Rising temperatures have become an irreversible, irretrievable part of wildlife conservation for as far as the eye can see. Even if humanity entirely quits its consumption of fossil fuels and forests, the warming already caused by consumption to date will continue to rise and then remain higher for as long as 1,000 years  (Solomon et al, 2009) and possibly for longer than 10,000 years (Eby et al, 2009).

Wildlife conservationists won’t need to wait that long to get an inkling of what a warmer world means for living species and systems. Based on evidence already available, one research team concluded that, “Although we are only at an early stage in the projected trends of global warming, ecological responses to recent climate change are already clearly visible.” (Walther et al, 2002).

A subsequent, more exhaustive study of more than 800 scientific papers found that  "A surprising result is the high proportion of species responding to recent, relatively mild climate change (global average warming of 0.6 C)." (Parmesan, 2006).

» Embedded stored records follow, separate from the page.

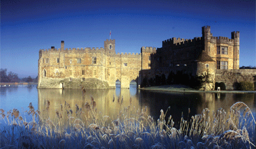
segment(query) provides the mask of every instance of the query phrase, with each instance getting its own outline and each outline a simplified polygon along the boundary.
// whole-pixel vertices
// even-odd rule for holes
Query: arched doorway
[[[120,96],[121,92],[121,82],[119,79],[116,81],[116,96]]]
[[[130,82],[130,95],[134,96],[137,92],[137,83],[135,80],[133,79]]]
[[[43,77],[46,77],[46,70],[43,70]]]

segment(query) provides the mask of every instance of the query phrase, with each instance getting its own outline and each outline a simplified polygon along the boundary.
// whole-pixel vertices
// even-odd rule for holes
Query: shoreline
[[[256,91],[227,91],[223,90],[217,91],[198,91],[192,88],[189,88],[184,85],[163,85],[148,87],[143,88],[138,88],[140,90],[149,91],[161,91],[161,92],[179,92],[179,93],[256,93]]]

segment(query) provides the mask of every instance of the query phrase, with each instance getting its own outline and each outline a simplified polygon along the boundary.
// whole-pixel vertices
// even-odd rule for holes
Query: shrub
[[[221,90],[226,90],[226,85],[224,82],[221,82],[221,83],[216,82],[215,89],[217,90],[218,87],[221,87]]]
[[[221,82],[219,87],[221,87],[221,90],[226,90],[226,85],[224,82]]]
[[[252,82],[242,81],[240,83],[240,90],[242,91],[254,91],[254,85]]]
[[[215,88],[214,89],[215,90],[217,90],[218,89],[218,87],[220,87],[220,83],[215,82]]]

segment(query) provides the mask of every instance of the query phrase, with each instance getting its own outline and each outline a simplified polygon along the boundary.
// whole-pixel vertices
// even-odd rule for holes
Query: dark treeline
[[[256,70],[256,66],[242,66],[240,68],[240,69],[249,69],[249,70]]]
[[[37,83],[37,77],[32,78],[30,75],[28,77],[19,78],[18,74],[12,72],[8,72],[7,69],[0,70],[0,82],[3,83],[15,83],[15,82],[28,82]]]

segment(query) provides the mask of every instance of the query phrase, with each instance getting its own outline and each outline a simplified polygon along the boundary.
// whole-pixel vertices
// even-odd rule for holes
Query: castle
[[[129,88],[132,80],[140,85],[144,77],[182,71],[210,74],[213,83],[205,87],[211,90],[218,73],[239,70],[240,32],[232,32],[229,39],[213,36],[209,26],[202,31],[201,37],[173,37],[157,49],[142,47],[139,54],[116,54],[115,39],[106,40],[104,48],[72,49],[64,49],[62,41],[60,49],[40,49],[38,88],[115,88],[117,79],[121,88]]]

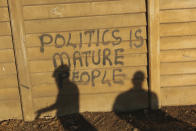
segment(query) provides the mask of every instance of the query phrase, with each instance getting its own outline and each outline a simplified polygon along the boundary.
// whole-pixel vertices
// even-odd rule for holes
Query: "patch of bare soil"
[[[196,105],[163,107],[129,113],[99,112],[73,114],[33,122],[7,120],[1,131],[196,131]]]

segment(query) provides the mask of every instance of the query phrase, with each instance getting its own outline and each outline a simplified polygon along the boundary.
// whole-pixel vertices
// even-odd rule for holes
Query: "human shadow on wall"
[[[158,98],[155,93],[149,93],[142,88],[145,80],[144,73],[137,71],[133,79],[133,88],[120,94],[113,105],[113,111],[121,119],[129,123],[133,130],[139,131],[195,131],[194,127],[186,122],[171,117],[168,113],[160,110],[151,110],[149,107],[150,98],[153,98],[151,104],[158,109]],[[146,109],[144,109],[146,107]],[[138,110],[140,109],[140,110]],[[131,111],[131,112],[130,112]]]
[[[38,110],[36,118],[42,113],[56,110],[57,117],[64,129],[70,131],[96,131],[96,129],[79,113],[79,90],[75,83],[69,80],[70,68],[67,65],[61,65],[53,72],[58,96],[56,102],[46,108]],[[63,115],[70,115],[70,120],[62,117]],[[69,116],[68,116],[69,117]]]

Future warming will not be so mild, and an increase to 1.5 C or 2 C is generally cited as a danger point for potentially widespread extinctions. Best available projections strongly indicate that warming will exceed 2C (e.g., Schellenhuber 2008). More recently, the International Energy Agency's 2011 World Outlook said that new policies to slash emissions from combustion of fossil fuels and forests may stop warming at 3.5 C, but with current policy the planet is on a path to 6 C or higher.

Temperature is habitat

Every species survives only within certain limits of temperature – thermal limits – and geographic regions of the planet vary in the range of temperatures that characterize them. Today, we speak of these regions as climate envelopes, isotherms, or as suitable habitat, and many species’ suitable habitat is already shifting to the formerly too-cool higher elevations and latitudes.

 This shift is analogous to a home being moved away, and its residents forced to follow, or to try. For example, the mountain pine beetle has been able to make itself at home at the higher elevations and latitudes where previously cold temperatures had fatal effect, so that the beetle can now kill whitebark pine at the high elevations of Yellowstone, and other pine species of the higher latitude forests of British Columbia.

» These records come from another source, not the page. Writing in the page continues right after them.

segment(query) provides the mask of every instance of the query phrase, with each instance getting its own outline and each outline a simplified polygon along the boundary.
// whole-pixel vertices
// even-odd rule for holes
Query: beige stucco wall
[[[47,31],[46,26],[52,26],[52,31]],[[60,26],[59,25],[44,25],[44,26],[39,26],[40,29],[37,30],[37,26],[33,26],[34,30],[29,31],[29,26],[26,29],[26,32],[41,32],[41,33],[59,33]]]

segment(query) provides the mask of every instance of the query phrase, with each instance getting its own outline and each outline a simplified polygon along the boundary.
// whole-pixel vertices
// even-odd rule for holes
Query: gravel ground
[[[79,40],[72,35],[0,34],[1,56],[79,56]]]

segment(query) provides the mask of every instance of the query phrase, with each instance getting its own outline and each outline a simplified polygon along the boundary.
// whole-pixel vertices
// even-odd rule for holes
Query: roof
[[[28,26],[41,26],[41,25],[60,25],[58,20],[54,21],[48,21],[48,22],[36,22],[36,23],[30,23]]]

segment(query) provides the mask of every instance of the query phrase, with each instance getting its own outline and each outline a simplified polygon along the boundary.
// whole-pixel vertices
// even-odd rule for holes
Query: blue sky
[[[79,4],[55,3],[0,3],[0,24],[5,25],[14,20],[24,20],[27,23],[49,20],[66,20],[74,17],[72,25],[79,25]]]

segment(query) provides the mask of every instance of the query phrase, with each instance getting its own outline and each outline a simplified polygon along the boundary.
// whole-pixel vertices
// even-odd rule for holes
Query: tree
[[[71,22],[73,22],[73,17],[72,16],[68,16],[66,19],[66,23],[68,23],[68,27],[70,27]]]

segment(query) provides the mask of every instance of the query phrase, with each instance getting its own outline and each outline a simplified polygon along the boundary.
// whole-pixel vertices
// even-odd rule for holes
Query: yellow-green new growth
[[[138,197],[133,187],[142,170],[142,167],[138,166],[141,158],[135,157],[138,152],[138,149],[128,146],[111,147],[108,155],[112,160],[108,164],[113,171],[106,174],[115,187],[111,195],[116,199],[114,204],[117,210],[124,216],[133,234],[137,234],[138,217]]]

But anticipated new extremes of heat can kill some species while supporting others. And new extremes of heat are on the way, causing Meehl and Tebaldi (2004) to warn that areas including the northwest United States could see “…increases of heat wave intensity that could have more serious impacts because these areas are not currently as well adapted to heat waves.” The expected new intensity and duration of heat waves has to be watched for its impact on, among other things, the female’s bison’s capacity for lactation and energy for calf-rearing.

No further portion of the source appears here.